Since the advent of computers, innovators have looked towards them as a new system for communications. As such, over the last 40 years, the world has witnessed many amazing technologies, starting from TCP/IP, the bread and butter of most networks, to technologies such as streaming video casts and VOIP. With a change in backend technologies, one would expect a corresponding change in the front end systems to reflect these changes. However, upon a more detailed inspection, it is clear that front-end technologies for mutli-user communications have not changed much in the last decade beyond basic implementations of backend multimedia capabilities.

Long Term Mission Statement

Our research team aims to investigate the issues with the status quo in multi-user communications, and to implement front-end changes that correspond to new capabilities presented on the backend. A key backend that wefve chosen to focus on is VOIP (Voice over IP), which has revolutionized user-to-user communication by allowing real-time voice communication. However, on the front-end, most companies have resigned themselves to simply re-implementing a phone, giving the capabilities to dial a contact, voicemail and call forwarding. While these backend to front-end technologies made sense to develop in the physical world, with market instituted limitations on what users were willing to pay for; with software one can implement new solutions at little to no fixed costs to the end user. As such, we choose to focus on our development work upon currently existing backend technologies such as XML and NAT, and to build a better software front-end to them.

Short Term Goals

Innovation for Listeners

For the fall semester, we will focus on adding new ways to make VOIP more intuitive to the user in multi-user environments by the addition of spatial information. The status quo is to simply show a list of users being dialed upon the screen, and with maybe an indication on screen of who is talking, and to present the audio in a mono-channel environment. If two people have similar voices, especially after compression on the network, it is extremely hard to tell them apart if they speak at the same time. However, as previous research done has shown, human beings are able to recognize audio spatially with their two ears, allowing them to differentiate between similar sounds by adding relative positional data. This is used in meetings, where even if people in a room have similar voices, the listener can process them as two separate audio sources, with distinction achieved by the spatial information.
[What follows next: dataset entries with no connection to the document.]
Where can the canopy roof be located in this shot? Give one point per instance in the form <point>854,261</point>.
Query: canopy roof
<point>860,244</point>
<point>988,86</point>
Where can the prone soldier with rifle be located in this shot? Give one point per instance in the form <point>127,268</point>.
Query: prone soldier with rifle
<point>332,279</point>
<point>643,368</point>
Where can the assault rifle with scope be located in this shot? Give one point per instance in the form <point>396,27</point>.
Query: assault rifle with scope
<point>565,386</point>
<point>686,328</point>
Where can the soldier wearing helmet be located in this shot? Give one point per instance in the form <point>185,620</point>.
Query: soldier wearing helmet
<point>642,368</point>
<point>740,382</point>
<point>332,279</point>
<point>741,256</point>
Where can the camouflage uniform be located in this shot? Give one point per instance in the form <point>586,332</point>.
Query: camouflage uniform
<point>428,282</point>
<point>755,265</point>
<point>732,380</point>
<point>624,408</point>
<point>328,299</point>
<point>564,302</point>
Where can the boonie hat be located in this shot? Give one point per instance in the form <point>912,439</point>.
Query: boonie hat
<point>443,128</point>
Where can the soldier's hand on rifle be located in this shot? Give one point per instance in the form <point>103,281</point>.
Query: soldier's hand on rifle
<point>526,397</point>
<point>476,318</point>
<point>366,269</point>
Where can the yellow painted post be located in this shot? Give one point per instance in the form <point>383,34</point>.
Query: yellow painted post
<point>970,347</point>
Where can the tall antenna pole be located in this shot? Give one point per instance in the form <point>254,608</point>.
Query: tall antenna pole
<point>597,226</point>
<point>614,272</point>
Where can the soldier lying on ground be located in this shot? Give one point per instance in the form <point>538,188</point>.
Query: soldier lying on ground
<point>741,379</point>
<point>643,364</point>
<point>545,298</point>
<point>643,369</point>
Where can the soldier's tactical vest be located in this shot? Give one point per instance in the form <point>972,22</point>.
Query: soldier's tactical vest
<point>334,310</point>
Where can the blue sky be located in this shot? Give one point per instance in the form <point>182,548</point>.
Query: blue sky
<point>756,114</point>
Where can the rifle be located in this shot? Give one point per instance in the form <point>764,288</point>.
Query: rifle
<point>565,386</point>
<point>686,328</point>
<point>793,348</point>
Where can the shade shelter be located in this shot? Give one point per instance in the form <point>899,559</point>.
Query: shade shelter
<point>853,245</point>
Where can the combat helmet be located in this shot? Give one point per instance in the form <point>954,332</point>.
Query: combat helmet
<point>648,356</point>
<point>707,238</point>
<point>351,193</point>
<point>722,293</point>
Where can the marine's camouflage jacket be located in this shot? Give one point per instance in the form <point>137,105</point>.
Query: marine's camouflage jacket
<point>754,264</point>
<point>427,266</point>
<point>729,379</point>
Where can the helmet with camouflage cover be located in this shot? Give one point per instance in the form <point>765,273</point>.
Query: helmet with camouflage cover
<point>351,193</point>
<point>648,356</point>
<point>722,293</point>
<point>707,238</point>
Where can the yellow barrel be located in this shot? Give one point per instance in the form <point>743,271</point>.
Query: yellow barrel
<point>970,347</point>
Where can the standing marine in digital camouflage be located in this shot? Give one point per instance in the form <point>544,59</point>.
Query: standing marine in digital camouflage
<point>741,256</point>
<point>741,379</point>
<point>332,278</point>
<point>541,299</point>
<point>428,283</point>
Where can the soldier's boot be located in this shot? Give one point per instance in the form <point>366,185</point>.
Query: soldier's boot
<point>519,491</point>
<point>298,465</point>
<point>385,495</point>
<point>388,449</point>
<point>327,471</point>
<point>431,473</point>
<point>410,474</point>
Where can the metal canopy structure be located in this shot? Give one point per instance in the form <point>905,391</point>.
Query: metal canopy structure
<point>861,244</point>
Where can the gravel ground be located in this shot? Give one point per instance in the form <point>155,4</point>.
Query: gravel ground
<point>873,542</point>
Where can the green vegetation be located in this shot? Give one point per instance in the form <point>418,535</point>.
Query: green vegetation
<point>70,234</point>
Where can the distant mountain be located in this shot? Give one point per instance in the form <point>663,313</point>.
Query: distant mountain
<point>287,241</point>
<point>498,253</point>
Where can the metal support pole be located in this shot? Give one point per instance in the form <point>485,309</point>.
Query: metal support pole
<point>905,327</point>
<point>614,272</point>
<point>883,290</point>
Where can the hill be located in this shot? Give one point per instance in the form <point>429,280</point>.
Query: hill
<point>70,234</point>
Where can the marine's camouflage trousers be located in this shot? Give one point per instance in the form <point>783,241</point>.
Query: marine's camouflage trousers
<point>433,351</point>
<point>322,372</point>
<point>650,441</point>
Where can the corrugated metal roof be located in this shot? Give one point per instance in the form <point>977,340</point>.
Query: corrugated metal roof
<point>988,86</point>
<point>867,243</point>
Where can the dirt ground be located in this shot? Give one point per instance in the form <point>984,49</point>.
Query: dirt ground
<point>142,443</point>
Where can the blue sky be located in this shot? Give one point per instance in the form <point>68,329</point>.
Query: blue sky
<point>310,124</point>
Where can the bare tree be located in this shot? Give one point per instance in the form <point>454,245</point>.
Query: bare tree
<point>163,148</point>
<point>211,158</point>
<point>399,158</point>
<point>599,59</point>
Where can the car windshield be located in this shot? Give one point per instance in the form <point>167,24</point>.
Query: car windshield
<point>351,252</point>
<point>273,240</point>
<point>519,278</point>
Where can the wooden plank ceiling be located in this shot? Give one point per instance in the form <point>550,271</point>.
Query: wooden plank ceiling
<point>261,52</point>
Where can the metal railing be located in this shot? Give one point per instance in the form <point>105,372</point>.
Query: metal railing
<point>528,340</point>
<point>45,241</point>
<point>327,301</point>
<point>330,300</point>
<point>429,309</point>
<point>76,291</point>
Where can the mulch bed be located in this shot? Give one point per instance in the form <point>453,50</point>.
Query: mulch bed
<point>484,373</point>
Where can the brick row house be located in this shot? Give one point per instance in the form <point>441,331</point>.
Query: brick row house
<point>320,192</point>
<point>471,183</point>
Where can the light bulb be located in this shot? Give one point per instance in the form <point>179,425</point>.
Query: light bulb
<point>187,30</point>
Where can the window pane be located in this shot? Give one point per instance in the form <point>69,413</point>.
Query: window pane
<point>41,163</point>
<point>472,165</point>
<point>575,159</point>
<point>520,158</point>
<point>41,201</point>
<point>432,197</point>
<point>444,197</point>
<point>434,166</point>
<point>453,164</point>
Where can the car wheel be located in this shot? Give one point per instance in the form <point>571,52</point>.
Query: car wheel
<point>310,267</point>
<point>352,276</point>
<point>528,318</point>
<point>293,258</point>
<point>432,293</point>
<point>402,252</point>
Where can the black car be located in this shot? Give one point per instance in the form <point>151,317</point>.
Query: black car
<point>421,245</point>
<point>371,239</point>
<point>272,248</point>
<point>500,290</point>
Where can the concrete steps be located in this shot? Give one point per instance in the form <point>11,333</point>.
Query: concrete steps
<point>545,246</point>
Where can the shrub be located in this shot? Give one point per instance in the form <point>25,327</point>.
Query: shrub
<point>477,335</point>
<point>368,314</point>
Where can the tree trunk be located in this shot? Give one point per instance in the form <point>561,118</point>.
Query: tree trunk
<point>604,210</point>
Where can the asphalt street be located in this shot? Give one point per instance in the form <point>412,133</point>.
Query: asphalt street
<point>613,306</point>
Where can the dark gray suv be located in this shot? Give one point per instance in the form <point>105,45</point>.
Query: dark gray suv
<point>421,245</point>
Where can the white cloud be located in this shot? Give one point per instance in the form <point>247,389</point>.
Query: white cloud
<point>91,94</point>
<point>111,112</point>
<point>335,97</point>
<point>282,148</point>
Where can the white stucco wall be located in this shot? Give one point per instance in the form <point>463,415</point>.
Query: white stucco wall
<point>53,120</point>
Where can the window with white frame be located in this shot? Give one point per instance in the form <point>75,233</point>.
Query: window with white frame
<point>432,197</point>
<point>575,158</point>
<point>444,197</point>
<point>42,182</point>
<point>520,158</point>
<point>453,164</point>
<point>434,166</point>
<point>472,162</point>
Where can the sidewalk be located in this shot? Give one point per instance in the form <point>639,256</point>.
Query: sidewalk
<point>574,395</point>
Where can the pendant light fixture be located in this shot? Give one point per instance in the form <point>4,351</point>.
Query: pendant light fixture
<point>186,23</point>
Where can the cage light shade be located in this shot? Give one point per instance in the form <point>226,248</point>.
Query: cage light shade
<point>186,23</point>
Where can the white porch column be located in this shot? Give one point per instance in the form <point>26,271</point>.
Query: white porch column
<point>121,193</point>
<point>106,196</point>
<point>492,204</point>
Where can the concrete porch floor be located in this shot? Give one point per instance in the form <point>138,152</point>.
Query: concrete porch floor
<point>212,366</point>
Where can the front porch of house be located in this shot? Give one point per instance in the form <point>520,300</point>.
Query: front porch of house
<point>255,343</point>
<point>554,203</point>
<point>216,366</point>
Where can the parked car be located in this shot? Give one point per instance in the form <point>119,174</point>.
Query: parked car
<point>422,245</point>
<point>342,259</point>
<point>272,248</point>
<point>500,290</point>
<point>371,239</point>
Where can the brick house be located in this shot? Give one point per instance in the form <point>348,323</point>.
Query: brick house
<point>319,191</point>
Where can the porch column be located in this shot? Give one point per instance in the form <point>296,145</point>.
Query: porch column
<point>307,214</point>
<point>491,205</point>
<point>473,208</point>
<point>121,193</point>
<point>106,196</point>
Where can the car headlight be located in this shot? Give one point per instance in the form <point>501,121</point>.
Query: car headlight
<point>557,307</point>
By implementing this within software, and presenting spatial information through graphical and audial means, we hope to bring similar benefits to the virtual multi-user environment.

Innovation for Speakers

While the layering of spatial information upon output provides a good means for feedback to the listener, how can we also enhance the environment for the speaker? If the listener has spatial information available to them, then so should the speaker. By using sensors to read the orientation of the head of the speaker, we can identify their intended audience within the room. By adding the ability to the speaker to set aside private sub-spaces of users which will have a spatial representation reflected graphically, we can add the ability for the program to automatically detect when the user only intends to speak to a specified sub-group by the orientation of their head. This allows the speaker to choose whether to speak to the entire audience or only a sub-group, which mirrors real life situations, where sub-conversations between members of a room are not presented to the whole room. Possible applications of this include business meetings between multiple sub-groups, or the relationship of a lawyer to their legal team as opposed to the entire courtroom.